あの時、うどんをご馳走した甲斐がありましたわね。

「あ〜。キャラメルかー。ゴールデンレトリバーだもんね。大きくなるよねえ。どのぐらい?」



「双子ちゃん達が跨げるくらい大きいよ。時くんと再会したらどんな反応するか楽しみだねー。退院出来てからだけど………」




「そだね〜。ビクトリーズさん関連は?」




「ビクトリーズさん関連は………阿久津さんが引退してすぐに1軍監督になって、萩山さんは京都に戻ってヘッドコーチ。佐鳥さんと吉野さんも別のチームに行ったよ。時くんの天敵であります、丸山コーチと岩田コーチはいらっしゃいます。


ビクトリーズから移籍したのは、守谷くんと杉井君と川田君。ピッチャーだと、奥田さんが引退されて………リリーバーは結構変わったかも。広元さんとか、連城君、碧山君とか先発ピッチャーは、今もあの時と比べて、そこまで顔ぶれは変わってないかな。


でも、5年以上も経ってるから、時くんにしてみたら、半分以上の選手は知らなくなっちゃってるね」





阿久津さんに続いて、奥田さんも引退したか………43、4くらいの年齢になっちゃうもんね。
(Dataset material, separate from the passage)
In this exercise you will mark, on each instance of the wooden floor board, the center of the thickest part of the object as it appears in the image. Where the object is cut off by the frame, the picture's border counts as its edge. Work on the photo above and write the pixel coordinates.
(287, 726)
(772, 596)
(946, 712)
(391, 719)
「あっ、そうだ。キャッチャーの鶴石さんが今年で引退するって開幕前に発表したんだった。今は兼任コーチしてる。でも、まだまだ試合には出てるよ。抑えのキャッチャーとして」





「凄いな、鶴さん!あの人は朝のクラブハウスで、新聞のエロいページ見ながらブラックコーヒーを啜ってるイメージですわ!」





「こらこら」




「生活はどうしてるの?」




「2人が3歳になるまでは私の実家に居て、去年の春から。幼稚園に通うようになってからは、いつものマンションに戻ったんだ。毎週のように、お姉ちゃんとか、お母さんが様子見に来るけど。2人共聞き分けいいし、仲良く遊ぶからね。


それで今、マイちゃんと一緒に仕事してて」





「マイちゃんと?どんな?」



「5年前に、週間東日本リーグで小説載せてもらってから、これは漫画化してみましょうという話になりまして」




「マジで!?凄すぎ!」




「ありがとう。色々選択肢はあったんだけど、マイちゃんとタッグを組んで、4コマ風の作品になったんだよね。週間東日本リーグでは変わらず連載して、今は下野新聞の4コマと、野球雑誌同じ出版会社の青年紙に共同連載があって………」




「へー!すげー!!新聞の4コマって凄いじゃん!やるなあ、幼なじみコンビ」




「ほら、時くんて昔からしょーもない冗談とか小ボケが多かったから、ぶつ切りにすれば4コマ漫画にしやすかったんだよ」





「なるほど。そーいうわけで………。褒めてるんですわよね?」





「そういうとこ。ほら、また1本ネタが出来た」







そんな話をしている間に、院内は消灯時間になり、例外なく我々がいるフロアも薄暗くなる。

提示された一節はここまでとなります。